İstanbul’da kilise ziyareti Osmanlı zamanını anlatan dizi
Türkiye’de çalışma hayatına yavaş yavaş girmeye başladığını da söyleyen Galatasaraylıların yengesi şöyle devam etti: “Sonuçta futbolculuğun belli bir ömrü var. Bir yaşa kadar çalışabiliyorsunuz. Bu yüzden eşimin kariyeri benim için önceliklidir. Ancak tabi ben de boş durmuyorum. Türkiye’de uğraştığım işler var. Dizilerde de oynamak istiyorum. Örneğin Osmanlı zamanını anlatan bir dizi var (Muhteşem Yüzyıl). Orada oynamayı isterim. Ama bunlar için öncelikle dilimi geliştirmem gerekiyor.
Özel Türkçe dersleri alıyorum ama gerçekten kolay değil. Wesley de yavaş yavaş öğreniyor. Yeni bir kelime ya da bir cümle öğrendiğinde bunu sonra bütün gün tekrar ediyor. Dil konusunda benden daha yetenekli olduğunu itiraf etmem gerekir. Bu konuda doğal bir yeteneği var. İspanya ve İtalya’dayken de o ülke dillerini hemen öğrenmişti.”

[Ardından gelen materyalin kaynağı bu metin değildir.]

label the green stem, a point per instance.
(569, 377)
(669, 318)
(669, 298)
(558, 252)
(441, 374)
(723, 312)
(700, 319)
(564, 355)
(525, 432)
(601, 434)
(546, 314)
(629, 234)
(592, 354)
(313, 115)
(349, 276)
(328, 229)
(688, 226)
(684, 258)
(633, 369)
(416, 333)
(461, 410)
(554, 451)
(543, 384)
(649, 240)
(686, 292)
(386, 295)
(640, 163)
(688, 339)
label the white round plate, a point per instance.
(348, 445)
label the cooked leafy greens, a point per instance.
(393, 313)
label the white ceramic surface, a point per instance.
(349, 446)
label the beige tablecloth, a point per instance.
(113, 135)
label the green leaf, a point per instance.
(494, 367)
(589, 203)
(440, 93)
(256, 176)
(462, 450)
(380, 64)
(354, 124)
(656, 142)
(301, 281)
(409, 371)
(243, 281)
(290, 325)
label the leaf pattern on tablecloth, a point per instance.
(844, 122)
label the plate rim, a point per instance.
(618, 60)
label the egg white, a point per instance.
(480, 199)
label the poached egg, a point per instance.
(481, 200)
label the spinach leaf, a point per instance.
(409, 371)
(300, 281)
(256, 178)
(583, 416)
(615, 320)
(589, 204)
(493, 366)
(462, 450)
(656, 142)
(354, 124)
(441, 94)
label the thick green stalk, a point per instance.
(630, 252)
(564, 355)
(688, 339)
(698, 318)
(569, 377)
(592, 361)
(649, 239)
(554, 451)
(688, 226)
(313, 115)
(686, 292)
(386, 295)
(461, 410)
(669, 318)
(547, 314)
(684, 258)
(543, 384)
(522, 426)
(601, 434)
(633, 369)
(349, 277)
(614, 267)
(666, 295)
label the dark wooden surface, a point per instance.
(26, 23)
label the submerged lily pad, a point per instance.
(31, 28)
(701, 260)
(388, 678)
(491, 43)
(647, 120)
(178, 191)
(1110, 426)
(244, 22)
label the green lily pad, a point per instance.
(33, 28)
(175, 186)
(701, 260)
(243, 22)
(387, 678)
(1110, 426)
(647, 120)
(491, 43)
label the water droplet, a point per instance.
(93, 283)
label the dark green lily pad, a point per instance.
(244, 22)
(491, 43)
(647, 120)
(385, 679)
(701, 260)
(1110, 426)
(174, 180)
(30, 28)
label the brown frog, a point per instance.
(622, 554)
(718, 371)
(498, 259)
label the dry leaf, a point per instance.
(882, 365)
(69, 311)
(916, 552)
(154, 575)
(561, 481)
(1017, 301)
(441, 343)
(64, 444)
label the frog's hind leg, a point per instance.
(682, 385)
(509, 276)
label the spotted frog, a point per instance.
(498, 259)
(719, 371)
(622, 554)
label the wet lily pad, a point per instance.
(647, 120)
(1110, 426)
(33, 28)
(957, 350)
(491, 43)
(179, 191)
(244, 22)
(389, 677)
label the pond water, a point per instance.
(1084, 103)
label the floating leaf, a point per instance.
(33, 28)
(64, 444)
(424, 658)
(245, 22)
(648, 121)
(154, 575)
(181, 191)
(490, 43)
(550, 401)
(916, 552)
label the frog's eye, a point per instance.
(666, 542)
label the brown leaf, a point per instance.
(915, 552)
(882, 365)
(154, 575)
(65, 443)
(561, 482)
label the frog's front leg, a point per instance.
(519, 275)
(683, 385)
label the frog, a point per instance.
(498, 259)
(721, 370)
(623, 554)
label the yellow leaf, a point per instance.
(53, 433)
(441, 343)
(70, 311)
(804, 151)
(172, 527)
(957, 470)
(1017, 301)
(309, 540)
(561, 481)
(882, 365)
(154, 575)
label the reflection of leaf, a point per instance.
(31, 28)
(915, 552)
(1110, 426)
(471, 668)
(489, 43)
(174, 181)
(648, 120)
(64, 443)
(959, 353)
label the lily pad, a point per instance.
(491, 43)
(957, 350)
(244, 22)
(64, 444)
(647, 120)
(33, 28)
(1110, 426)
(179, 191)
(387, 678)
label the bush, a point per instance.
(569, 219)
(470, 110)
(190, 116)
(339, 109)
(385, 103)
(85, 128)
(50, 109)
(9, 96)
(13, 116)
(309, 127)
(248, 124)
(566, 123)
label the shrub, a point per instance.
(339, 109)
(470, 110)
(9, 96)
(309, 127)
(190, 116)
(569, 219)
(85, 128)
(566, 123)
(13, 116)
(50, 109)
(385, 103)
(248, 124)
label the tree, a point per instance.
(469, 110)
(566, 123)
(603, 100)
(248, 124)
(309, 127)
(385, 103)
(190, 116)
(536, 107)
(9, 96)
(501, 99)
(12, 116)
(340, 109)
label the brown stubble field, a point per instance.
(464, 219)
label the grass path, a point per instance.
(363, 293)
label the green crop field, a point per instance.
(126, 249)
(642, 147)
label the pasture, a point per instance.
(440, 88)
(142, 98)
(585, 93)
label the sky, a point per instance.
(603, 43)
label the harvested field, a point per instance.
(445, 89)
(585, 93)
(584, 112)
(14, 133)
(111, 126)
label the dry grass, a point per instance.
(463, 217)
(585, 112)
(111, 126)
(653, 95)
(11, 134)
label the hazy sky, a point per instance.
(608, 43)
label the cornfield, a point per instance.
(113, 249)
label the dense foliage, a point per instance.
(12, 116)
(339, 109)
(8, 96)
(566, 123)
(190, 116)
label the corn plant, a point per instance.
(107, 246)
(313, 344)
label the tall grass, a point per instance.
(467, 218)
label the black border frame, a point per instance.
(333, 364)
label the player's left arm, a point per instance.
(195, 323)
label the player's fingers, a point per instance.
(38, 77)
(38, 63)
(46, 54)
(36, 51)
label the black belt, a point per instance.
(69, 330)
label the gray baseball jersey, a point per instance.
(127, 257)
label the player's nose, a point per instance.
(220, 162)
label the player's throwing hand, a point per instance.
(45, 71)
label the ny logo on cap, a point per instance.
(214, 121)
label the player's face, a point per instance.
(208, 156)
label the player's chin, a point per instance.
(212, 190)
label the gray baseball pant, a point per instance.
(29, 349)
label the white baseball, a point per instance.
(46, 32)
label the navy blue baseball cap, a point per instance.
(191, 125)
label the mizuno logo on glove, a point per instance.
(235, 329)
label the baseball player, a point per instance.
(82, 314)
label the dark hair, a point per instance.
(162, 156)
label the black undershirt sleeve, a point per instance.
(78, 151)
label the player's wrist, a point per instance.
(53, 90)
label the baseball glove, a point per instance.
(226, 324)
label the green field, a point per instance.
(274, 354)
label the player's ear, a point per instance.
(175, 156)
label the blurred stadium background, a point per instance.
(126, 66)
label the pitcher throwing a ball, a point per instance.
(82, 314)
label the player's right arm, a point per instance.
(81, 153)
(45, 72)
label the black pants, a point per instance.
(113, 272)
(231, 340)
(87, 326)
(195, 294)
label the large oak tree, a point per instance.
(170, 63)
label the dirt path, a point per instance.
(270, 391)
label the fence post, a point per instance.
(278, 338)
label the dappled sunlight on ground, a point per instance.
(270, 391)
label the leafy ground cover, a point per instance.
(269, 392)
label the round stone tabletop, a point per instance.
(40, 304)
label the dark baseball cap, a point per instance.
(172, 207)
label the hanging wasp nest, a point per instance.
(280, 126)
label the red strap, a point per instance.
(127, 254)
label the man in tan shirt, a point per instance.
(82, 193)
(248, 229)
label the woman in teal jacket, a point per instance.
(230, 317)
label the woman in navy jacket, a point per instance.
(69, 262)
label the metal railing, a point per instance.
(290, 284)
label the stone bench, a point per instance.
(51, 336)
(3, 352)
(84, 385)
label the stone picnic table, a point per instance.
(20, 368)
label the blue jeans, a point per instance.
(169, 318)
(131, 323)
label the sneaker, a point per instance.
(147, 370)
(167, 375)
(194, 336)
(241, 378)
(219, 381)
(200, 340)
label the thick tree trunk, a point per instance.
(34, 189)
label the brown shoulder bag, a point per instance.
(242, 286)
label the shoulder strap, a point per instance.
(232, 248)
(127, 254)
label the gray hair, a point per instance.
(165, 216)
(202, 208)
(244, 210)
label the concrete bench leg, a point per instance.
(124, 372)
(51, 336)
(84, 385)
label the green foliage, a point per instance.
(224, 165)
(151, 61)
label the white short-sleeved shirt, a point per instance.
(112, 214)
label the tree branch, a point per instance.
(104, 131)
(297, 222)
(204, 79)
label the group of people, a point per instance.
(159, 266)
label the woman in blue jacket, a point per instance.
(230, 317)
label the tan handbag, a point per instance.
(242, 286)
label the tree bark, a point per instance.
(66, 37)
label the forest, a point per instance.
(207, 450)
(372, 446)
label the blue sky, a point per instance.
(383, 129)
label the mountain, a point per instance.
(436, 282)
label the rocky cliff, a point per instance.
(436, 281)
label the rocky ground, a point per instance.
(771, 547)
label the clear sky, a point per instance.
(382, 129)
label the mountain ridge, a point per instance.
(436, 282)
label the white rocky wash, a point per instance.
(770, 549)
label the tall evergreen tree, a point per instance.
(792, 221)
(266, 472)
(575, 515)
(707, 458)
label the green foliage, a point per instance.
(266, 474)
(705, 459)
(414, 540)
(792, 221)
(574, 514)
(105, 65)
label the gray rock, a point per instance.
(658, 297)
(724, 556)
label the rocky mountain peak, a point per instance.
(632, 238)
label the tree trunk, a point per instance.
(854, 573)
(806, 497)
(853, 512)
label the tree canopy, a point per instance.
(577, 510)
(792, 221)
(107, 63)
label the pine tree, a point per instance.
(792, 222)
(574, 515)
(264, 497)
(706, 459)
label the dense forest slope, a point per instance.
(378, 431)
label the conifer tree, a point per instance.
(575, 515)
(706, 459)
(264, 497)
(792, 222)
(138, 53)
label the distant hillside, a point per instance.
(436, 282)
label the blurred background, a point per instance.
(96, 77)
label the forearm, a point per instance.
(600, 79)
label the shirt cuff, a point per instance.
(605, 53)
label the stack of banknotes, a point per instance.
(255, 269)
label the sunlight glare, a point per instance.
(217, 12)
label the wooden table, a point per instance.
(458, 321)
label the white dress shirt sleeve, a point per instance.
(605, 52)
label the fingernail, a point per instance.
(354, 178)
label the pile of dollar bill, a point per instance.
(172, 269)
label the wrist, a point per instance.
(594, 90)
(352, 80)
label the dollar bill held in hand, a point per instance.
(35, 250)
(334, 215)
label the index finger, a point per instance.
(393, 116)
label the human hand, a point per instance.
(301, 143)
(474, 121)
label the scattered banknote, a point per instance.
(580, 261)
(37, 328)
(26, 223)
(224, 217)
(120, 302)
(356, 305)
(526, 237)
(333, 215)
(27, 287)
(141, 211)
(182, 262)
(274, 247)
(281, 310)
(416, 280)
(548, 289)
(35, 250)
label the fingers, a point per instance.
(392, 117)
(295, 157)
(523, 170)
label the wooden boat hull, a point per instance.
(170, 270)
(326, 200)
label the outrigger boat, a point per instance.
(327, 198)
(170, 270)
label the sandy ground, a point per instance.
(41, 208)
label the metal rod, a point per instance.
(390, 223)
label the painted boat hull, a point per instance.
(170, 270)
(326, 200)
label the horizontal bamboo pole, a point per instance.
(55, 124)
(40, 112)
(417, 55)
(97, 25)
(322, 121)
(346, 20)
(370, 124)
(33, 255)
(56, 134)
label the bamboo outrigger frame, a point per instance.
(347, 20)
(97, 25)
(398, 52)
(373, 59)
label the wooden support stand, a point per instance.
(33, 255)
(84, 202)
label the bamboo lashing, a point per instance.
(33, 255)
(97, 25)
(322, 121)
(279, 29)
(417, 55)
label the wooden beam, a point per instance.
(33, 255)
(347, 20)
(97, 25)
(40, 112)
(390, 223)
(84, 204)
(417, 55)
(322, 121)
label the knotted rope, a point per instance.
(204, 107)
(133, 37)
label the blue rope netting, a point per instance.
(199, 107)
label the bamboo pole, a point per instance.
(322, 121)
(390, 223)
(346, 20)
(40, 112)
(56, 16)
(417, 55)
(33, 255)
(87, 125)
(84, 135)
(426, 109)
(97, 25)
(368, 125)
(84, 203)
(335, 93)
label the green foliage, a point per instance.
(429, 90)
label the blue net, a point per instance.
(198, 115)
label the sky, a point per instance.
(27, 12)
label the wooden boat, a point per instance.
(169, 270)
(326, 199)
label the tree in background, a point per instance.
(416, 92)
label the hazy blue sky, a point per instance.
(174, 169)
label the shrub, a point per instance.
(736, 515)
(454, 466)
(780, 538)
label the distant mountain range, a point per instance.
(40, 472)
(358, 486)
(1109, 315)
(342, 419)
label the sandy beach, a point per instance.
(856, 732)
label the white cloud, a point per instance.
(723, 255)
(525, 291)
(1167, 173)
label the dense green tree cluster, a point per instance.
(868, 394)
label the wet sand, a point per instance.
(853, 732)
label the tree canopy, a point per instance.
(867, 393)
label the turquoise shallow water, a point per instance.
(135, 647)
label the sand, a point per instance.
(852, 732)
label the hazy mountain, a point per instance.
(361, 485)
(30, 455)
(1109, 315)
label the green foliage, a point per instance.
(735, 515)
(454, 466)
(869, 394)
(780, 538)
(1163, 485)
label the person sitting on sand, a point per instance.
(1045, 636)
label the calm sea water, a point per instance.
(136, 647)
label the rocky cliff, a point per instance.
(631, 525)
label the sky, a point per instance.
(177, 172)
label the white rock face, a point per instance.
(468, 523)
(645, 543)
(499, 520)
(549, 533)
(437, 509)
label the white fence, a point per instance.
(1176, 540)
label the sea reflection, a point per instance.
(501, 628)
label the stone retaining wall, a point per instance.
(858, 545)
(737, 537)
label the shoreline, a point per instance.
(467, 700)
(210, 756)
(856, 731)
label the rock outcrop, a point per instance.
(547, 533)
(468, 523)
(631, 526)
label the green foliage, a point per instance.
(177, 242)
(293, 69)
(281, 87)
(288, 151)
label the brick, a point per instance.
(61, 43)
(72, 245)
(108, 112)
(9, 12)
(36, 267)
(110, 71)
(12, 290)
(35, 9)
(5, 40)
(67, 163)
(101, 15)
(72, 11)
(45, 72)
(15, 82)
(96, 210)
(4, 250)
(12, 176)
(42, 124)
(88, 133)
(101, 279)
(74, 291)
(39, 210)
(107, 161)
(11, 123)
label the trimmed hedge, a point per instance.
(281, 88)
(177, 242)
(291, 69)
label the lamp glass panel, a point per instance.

Yeni yılda çocuk sahibi olmak istediğini de dile getiren Yolanthe Cabau, “İtalya’da yaşadığımız dönemde Wesley ile her Pazar kiliseye giderdik. İstanbul’da da kiliseler var. Burda düzenli bir şekilde olmasa da ara ara birlikte kiliseye gidiyoruz” ifadelerini kullandı.